Résumé
Note de la rédaction
Rapport qualité-prix : intéressant pour certaines piscines, moyen pour d’autres
Design et installation : compact, mais quelques points à anticiper
Fiabilité et durabilité : ça passe, mais quelques retours qui font réfléchir
Performance et efficacité : ça chauffe bien, mais pas dans toutes les conditions
Présentation : ce que propose vraiment la Gre HPM30
Efficacité au quotidien : chauffe ok, mais attention à la conso et à l’installation
Points Forts
- Chauffe efficacement les petites piscines (10–20 m³) avec un gain de plusieurs degrés en 24 h dans de bonnes conditions
- Installation relativement simple sans by-pass obligatoire et compatibilité avec tuyaux 32/38 mm
- Format compact et consommation raisonnable par rapport à la chaleur produite (COP correct pour ce type de produit)
Points Faibles
- Performance limitée sur les volumes proches de 30 m³ ou par temps frais, avec des attentes parfois trop élevées par rapport au résultat réel
- Fiabilité perfectible selon certains avis (pannes au bout d’une saison) et infos floues sur les pièces détachées
Caractéristiques
Voir la fiche produit complète →| Marque | Gre |
Une mini pompe à chaleur qui promet beaucoup pour les petites piscines
J’ai testé la Gre HPM30 sur une piscine hors-sol d’environ 15 m³, donc en gros la moitié de ce qu’elle est censée pouvoir gérer (annoncée pour 30 m³). L’idée, c’était simple : arrêter de dépendre uniquement du soleil et de la bâche à bulles pour avoir une eau à peu près agréable en début/fin de saison. Je ne suis ni pisciniste ni électricien, juste un particulier qui en avait marre de se baigner à 22 °C en plein mois de juin.
Sur le papier, la pompe vend du rêve raisonnable : 1 kW consommé pour 4,2 kW restitués, donc un COP autour de 4,8 dans les bonnes conditions. En gros, ça veut dire que ça doit chauffer correctement sans faire exploser la facture, du moins si la météo n’est pas trop pourrie. Elle est donnée pour les piscines hors-sol jusqu’à 30 m³, avec un débit minimum de 2 m³/h et des tuyaux en 32 ou 38 mm. Niveau taille, c’est compact, ça se pose à côté de la piscine sans prendre la moitié du jardin.

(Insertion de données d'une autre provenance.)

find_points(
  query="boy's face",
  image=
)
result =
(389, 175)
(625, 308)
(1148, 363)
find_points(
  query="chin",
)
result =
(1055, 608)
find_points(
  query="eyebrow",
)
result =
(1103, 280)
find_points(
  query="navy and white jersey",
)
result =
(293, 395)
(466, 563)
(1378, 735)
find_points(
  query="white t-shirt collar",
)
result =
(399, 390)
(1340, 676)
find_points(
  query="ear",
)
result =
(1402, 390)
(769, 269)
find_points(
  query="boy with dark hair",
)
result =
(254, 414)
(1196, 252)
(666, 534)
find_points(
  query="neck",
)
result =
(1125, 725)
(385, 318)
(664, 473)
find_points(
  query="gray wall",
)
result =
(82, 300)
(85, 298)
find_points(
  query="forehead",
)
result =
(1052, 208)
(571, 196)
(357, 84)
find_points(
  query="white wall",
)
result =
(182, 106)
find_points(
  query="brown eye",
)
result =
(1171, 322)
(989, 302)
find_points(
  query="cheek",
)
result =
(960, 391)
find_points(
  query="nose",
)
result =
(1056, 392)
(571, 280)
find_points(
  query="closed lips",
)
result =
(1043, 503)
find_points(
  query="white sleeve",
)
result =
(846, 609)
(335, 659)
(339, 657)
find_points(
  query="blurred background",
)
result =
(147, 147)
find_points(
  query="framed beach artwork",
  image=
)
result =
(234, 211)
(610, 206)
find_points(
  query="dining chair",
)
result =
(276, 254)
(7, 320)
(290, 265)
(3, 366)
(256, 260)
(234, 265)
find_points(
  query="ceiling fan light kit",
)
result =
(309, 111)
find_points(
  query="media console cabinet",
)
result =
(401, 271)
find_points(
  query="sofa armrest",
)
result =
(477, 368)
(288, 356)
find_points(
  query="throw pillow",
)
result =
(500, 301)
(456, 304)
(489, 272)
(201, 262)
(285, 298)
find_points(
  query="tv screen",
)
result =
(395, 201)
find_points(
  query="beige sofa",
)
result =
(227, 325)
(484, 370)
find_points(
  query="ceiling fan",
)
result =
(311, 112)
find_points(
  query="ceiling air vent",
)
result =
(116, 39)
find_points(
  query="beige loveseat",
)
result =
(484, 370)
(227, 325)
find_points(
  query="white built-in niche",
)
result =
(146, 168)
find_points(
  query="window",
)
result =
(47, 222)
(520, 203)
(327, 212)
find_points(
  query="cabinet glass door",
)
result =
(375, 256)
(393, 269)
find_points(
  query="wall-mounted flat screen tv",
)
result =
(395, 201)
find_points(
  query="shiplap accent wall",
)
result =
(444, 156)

Dans la réalité, ce n’est pas magique, mais ça fait le job si on ne lui en demande pas trop. Il faut clairement respecter quelques règles : distance courte entre la pompe et la piscine, pas d’abri fermé autour (elle a besoin d’air), une bâche à bulles pour garder la chaleur la nuit, et accepter que ça consomme quand même un peu de courant. Si on part là-dessus, on n’est pas surpris.
Ce test, je le fais vraiment en mode utilisateur lambda : je regarde comment ça chauffe, si c’est simple à installer, le bruit, la conso, et surtout si ça vaut le prix par rapport à ce que ça apporte. Il y a des points bien pensés, d’autres un peu limites, et quelques retours d’utilisateurs sur la fiabilité qui font réfléchir. Je vais détailler tout ça sans langue de bois, comme si on en parlait autour d’un barbecue à côté de la piscine.
Rapport qualité-prix : intéressant pour certaines piscines, moyen pour d’autres
Pour le rapport qualité-prix, tout dépend de votre configuration. Sur une petite piscine hors-sol de 8 à 15 m³, bien exposée, avec une bonne bâche à bulles et une utilisation surtout de mai à septembre, la HPM30 a du sens. Elle n’est pas donnée, mais elle permet vraiment de gagner plusieurs degrés et de rentabiliser un peu plus la piscine. Quand on voit le prix d’autres PAC de marques plus "premium", la Gre reste plutôt bien placée, tout en étant plus simple à installer qu’un gros modèle avec by-pass obligatoire et gros chantier.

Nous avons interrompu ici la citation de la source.